Back in the "DOS days", none of this was a problem because the OS (for lack of better term) "sat closer" to the hardware and nothing else was running simultaneously. For example, accurate/flawless Vsync was possible back then -- the CPU only ran what you had actively launched. For Vsync, you could literally do this without any worry of "other stuff" going on:
Code:
mov dx, 03dah
Loop1:
in al, dx
and al, 08h
jnz Loop1
Loop2:
in al, dx
and al, 08h
jz Loop2
...and at the end of that, you'd be in VBlank reliably every time. No tearing, no nonsense.

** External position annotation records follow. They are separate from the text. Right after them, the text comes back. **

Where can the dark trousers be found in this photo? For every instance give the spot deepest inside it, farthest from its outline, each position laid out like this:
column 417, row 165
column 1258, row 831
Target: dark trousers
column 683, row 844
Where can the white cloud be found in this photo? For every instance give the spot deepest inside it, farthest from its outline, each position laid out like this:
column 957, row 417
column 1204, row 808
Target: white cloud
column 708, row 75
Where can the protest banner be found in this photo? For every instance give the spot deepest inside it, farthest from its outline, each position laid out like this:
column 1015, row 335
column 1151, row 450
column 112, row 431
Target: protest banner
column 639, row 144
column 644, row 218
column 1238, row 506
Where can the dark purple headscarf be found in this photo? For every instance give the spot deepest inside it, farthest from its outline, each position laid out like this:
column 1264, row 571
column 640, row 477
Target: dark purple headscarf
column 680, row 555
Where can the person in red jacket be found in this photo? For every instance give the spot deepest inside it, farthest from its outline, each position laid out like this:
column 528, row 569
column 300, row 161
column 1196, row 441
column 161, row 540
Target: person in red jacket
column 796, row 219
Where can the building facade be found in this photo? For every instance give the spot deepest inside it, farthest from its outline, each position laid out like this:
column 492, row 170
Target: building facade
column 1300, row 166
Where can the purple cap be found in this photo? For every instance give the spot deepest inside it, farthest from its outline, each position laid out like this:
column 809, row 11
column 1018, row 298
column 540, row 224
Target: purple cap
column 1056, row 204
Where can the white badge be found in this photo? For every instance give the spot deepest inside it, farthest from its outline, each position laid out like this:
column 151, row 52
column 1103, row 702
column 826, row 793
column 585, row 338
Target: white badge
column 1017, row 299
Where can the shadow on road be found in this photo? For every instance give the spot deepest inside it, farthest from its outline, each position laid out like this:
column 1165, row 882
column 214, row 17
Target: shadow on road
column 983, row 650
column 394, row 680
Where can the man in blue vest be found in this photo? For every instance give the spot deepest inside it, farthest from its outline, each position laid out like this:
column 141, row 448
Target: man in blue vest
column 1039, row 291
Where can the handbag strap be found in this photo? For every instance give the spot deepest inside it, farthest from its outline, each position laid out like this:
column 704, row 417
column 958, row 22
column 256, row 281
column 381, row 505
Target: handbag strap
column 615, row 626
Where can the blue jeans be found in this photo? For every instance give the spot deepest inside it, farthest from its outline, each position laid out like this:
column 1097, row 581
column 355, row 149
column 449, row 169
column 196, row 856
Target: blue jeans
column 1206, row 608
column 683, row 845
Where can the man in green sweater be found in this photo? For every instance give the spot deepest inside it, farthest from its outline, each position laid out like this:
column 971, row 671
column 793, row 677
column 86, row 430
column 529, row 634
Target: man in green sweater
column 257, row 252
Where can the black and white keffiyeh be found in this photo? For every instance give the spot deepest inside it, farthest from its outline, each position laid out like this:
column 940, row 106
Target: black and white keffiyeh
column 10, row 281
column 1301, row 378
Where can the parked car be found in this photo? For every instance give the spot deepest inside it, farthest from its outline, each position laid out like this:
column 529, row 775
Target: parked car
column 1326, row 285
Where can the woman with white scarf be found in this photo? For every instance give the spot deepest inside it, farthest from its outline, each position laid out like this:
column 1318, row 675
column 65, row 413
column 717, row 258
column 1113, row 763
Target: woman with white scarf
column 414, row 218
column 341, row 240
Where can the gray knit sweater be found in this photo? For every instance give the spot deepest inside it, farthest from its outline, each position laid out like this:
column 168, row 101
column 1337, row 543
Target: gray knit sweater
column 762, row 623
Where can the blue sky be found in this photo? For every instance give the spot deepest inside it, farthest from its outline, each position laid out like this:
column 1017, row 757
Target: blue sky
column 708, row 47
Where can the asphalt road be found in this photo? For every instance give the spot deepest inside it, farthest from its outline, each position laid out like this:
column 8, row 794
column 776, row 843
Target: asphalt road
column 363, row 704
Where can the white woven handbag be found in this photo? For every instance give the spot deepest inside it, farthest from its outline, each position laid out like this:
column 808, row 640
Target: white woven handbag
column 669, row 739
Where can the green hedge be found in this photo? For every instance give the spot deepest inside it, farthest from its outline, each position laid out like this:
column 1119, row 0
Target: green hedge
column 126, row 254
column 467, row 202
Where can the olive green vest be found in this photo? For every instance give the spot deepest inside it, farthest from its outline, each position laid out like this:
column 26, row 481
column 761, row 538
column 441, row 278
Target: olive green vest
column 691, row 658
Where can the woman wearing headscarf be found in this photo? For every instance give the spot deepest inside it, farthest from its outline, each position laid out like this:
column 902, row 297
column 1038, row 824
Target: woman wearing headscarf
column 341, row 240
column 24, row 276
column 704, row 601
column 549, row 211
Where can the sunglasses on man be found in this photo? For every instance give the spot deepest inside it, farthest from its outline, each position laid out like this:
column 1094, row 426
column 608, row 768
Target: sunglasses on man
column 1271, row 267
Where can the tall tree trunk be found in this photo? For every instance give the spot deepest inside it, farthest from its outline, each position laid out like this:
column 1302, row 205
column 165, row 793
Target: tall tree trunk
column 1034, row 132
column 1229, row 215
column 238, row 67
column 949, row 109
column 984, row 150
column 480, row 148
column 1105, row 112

With the introduction of multitasking OSes (not task-switching, but multitasking) like Windows NT and later, and graphical layers like DirectX, and later GPU drivers and so on, everything became abstracted. You now have layers upon layers upon layers of things that all "connect", taking away from the ability for a program to truly do something as simple as, say, wait for Vsync with the same degree of accuracy as back in the early 90s -- you no longer have ANY idea of how much time _really_ is left for use in VBlank by your program. Now introduce hilarious kludges (I consider them a kludge) like nVidia G-SYNC and AMD FreeSync, requiring special "gamer monitors", and have their own complexities/nuances (think about windowed mode applications and how that's going to work). On the audio layer, you now got USB audio bits (USB DACs), sound cards still, and let's not forget weird things like HDMI audio (and HDCP on top of that, whee!) -- keeping everything "synchronised" is a total nightmare. At least on the graphical end of things, are you ready for the irony? Here it comes:
With the introduction of Vulkan, it seems that we're circling back to the 90s. Someone at the Khronos Group had had enough of this bullshit, it seems. Vulkan is an incredibly tiny API (last I looked, around 1.6MBytes) where, from what a colleague of mine who does 3D engines for commercial games told me, basically just says "here's a piece of raw memory that correlates with the framebuffer on the GPU. Do whatever you want with it. If you screw it up and crash the machine, it's your fault. Talk to the hardware directly (or very close to it)".
Hopefully I'll be dead by the time humans come full circle and realise the importance of KISS principle.